A: Confucius said, “Do what you love and you’ll never work a day in your life.” If I’m not performing as an athlete or having the ability to help other people strengthen and condition their bodies, then that would only leave the other passions in life: the ability to be a full-time dad to my awesome sons Landon and Grayson and/or travelling and eating in every possible culture, just like Anthony Bourdain!

Todd Rushworth’s 5 Tips For First-Time Marathoners

1. Seek medical advice from a reputable doctor to be sure that you have no issues which may be a hazard to your health and well being.

More from Competitor.com: How To Become A Runner

2. Shoes are the most important tool of the sport. Once you find shoes that work for you, stick to it. These days it’s nearly worth buying several pairs of the same shoe at the same time, as when it becomes time to replace your shoes you have grown to love, they’ve been replaced by a similar improved model and it may not feel the same to you.  If you let your shoes run down too much, you’ll be wondering why injuries have started to occur.

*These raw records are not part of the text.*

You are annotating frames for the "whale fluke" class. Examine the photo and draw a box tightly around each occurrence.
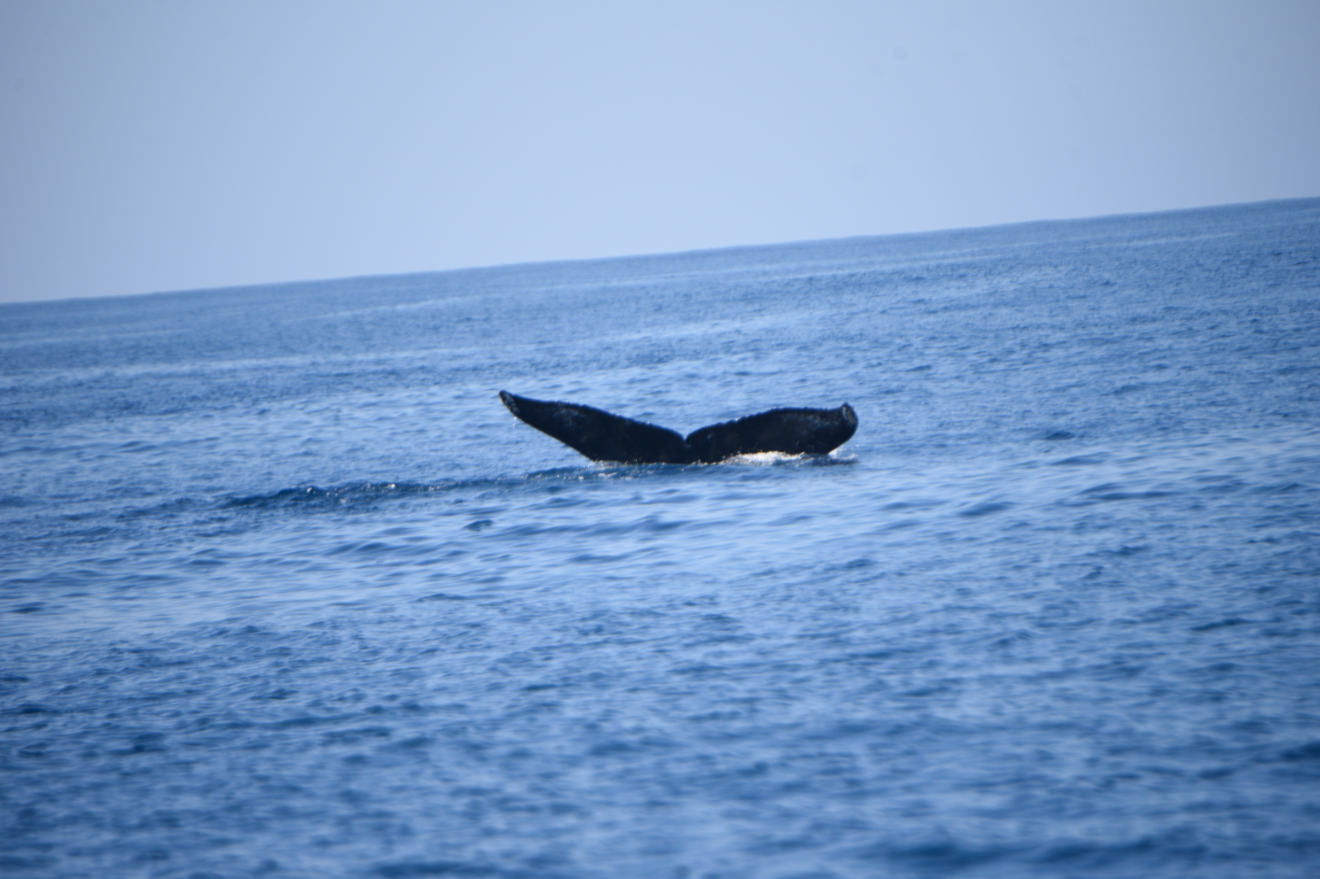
[499,391,857,463]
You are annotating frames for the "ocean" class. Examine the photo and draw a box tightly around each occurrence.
[0,199,1320,879]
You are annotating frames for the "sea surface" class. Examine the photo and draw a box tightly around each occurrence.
[0,199,1320,879]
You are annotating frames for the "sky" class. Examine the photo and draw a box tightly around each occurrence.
[0,0,1320,302]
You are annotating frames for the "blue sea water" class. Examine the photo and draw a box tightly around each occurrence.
[0,199,1320,879]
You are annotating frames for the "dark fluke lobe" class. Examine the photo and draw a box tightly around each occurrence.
[499,391,857,463]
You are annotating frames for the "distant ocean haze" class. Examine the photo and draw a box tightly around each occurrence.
[0,199,1320,879]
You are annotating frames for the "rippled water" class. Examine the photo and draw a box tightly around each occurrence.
[0,199,1320,878]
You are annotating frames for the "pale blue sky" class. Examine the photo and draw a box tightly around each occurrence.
[0,0,1320,301]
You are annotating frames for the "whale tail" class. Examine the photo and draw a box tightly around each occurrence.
[499,391,857,463]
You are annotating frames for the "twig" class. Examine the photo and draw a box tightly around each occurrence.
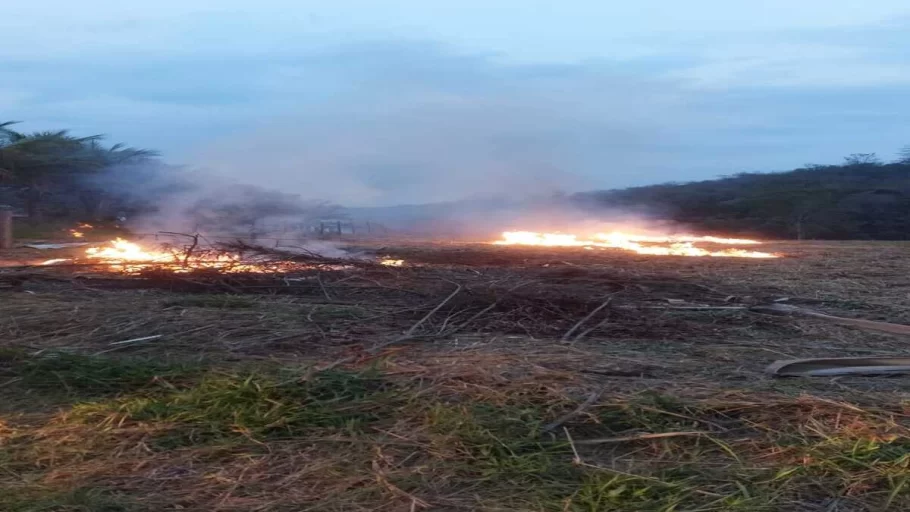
[562,427,582,464]
[318,284,462,374]
[575,431,708,445]
[183,234,199,267]
[541,385,607,432]
[572,317,610,343]
[403,284,462,338]
[560,295,613,341]
[316,272,332,301]
[445,281,530,335]
[108,334,164,345]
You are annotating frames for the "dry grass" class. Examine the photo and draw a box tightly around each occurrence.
[0,244,910,511]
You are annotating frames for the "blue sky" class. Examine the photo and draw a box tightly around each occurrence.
[0,0,910,205]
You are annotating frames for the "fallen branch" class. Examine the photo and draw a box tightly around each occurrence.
[317,284,463,371]
[750,304,910,336]
[765,357,910,377]
[560,295,613,341]
[541,385,607,432]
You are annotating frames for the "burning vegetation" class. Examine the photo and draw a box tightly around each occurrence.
[493,231,780,258]
[0,230,910,512]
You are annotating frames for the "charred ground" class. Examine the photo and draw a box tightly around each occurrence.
[0,241,910,511]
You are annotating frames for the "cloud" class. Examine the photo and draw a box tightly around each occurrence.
[0,5,910,204]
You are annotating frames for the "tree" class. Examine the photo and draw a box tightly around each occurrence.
[844,153,882,165]
[0,122,155,221]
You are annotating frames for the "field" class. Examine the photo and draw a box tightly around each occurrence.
[0,241,910,512]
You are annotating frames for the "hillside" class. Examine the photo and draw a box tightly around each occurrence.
[574,163,910,240]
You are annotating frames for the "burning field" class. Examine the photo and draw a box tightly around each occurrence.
[0,233,910,511]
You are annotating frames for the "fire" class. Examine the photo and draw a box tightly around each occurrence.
[85,238,178,263]
[41,238,364,274]
[67,222,95,238]
[493,231,780,258]
[79,238,272,272]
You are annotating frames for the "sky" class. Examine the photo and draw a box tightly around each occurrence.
[0,0,910,206]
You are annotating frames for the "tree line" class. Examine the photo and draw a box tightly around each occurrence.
[0,122,910,240]
[0,121,158,221]
[574,146,910,240]
[0,122,343,229]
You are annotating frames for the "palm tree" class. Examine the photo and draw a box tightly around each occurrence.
[0,122,157,220]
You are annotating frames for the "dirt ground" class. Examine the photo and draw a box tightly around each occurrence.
[0,241,910,511]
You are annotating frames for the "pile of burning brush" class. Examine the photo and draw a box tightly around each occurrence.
[41,235,403,274]
[21,224,780,274]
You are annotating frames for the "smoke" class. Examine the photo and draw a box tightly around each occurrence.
[89,43,696,238]
[178,43,681,207]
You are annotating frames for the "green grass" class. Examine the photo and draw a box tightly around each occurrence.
[0,349,198,398]
[0,486,140,512]
[7,364,910,512]
[164,294,257,309]
[74,371,401,447]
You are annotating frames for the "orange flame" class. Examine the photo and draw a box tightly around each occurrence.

3. Find a plan and training program that will best fit your fitness and athletic background, and stick to it as best as possible. Go crush it!

More from Competitor.com: Running 101–Race Fueling Made Simple

4. Don’t miss your long runs because these are the runs most important NOT to miss. Most marathoners are everyday people with families and work commitments so it’s easy to have your plan side-tracked with other things. Eventually you’ll understand where you can deviate and where you cannot.

5. Stay balanced. What most experts forget to warn people is that training can be addictive. The stronger you get and easier it becomes, the more you lose track of other things in life. Don’t forget about the other aspects like your family, friends or work – I’m always teaching the practice of balance with all my clients and athletes.